GUADELOUPE
The new Diocesan Solidarity-Health Service initiated a conference-debate on the theme Acting together for and with the most vulnerable at the Raizet Regional Space March 7.
“Many of the actors involved took part in this reflection, to the great satisfaction of the organisers” according to the website for the Diocese of Basse-Terre and Pointe-à-Pitre: www.catholique-guadeloupe.org
It noted that the theme is “a particularly topical issue in Guadeloupe, where 34.5 percent of the population lives below the poverty line. The aim of this event was to exchange on good practices, but also to identify synergies between the actors of the territory, at the service of the most disadvantaged.”
The first objective achieved was to bring together people concerned, interested in the call launched by the Church, namely to meet on a theme: the accompaniment of people in fragility, to do with and for these people. “What we want to develop above all is to show how much being at the service and support of these people is not only assistance but working on their dignity and showing them that they can take initiatives and move forward in life,” said Bishop Philippe Guiougou.
“Through the solidarity-health service, the Catholic Church in Guadeloupe actually wishes to create bridges between these different bodies to make the proposed measures better known and to work better together,” the Bishop said.
He emphasised that the role of the Church is also to act within our society so that it becomes better. “So, this requires concrete actions, knowledge of society, what the Church knows how to do, to act for solidarity as she has been doing for years and centuries. It is a way of continuing to put this at the centre of our social and ecclesial action in our small and large Guadeloupe,” the bishop also stressed.
By organising such an event, open to all, it was also a question for the diocesan solidarity health service that has just been created to make itself known. The online news source stated “there is nothing like a conference-debate to explain the framework of its mission and also to learn from the expertise and knowledge of the field of the actors involved. Then, the expressed desire is to establish a map of structures and stakeholders in the sphere of solidarity and health; and to consider these possible synergies with the Church as a bridge.”

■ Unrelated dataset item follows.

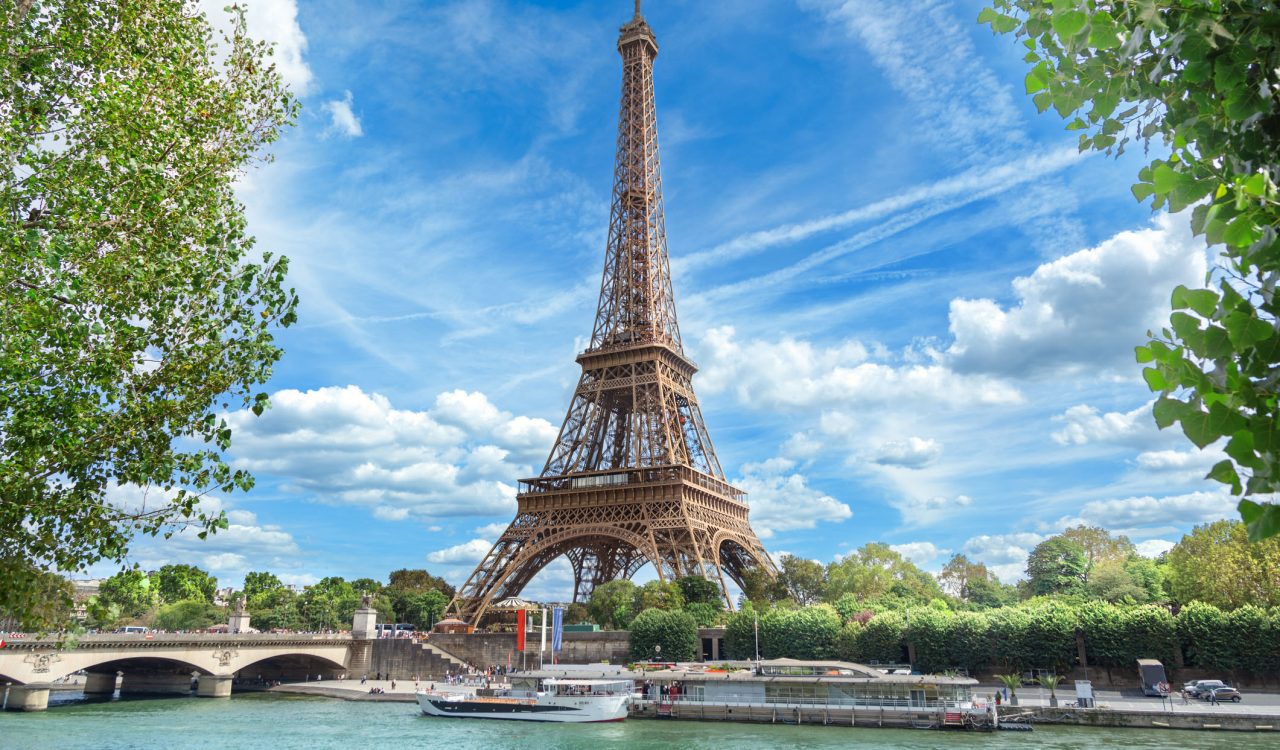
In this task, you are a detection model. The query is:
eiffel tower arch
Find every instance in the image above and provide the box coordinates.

“The goal is really to act together, but how and especially with whom. Hence the need to work on the coordination of all these structures and movements that support the most disadvantaged. We see a lot of solidarity shops, actions that are carried out on the ground, it challenges us, which shows that our country is becoming a vulnerable country, with, unfortunately, more and more fragile people,” said Jean-Marie Cabald, Episcopal Delegate for Solidarity and Health.